Rectal biopsy is considered the gold standard for the diagnosis of Hirschsprung's disease. The aim of this study was to evaluate the outcome of rectal biopsies performed in our institution, and to determine whether we are performing an adequate number of biopsies in patients presenting with features suggestive of this disease.

A retrospective analysis was conducted of patients who underwent rectal biopsy to exclude Hirschsprung's disease over a seven year period between 2000 and 2006. The histological diagnosis of Hirschsprung's disease was made using haematoxylin and eosin as well as acetylcholinesterase on frozen section. Patients were grouped into three age categories: neonates (group A), infants (group B) and those over 1 year of age (group C). The results of the biopsies were compared between groups.
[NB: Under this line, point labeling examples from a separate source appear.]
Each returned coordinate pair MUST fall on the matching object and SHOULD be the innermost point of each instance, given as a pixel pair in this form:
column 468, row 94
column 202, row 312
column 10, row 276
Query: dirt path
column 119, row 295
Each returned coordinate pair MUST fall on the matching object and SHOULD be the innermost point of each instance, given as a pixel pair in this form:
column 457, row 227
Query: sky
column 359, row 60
A total of 668 patients underwent rectal biopsy. 18 samples were insufficient. Based on the histological studies of 650 suitable samples, 73 (11%) were positive and 577 (89%) were negative for Hirschsprung's disease. Of the 73 positive biopsies, 34 (47%) were from group A, 20 (27%) from group B and 19 (26%) from group C. The percentage of positive biopsies was much higher in group A with 29% (34 out of 118) compared to group B with 15% (20 out of 135) and group C with 5% (19 out of 395). Three complications of minor rectal bleeding occurred.

With 3 complications and 18 insufficient samples out of 668, rectal biopsy is a safe procedure and remains the gold standard for the diagnosis of Hirschsprung's disease, despite the large number of negative biopsies. Contrary to some reports in the literature which question the need for rectal biopsy in those presenting after the neonatal period, 53% of our positive diagnoses were made in children presenting after this period, with 19 positive biopsies out of 395 (5%) performed in children above the age of 1 year.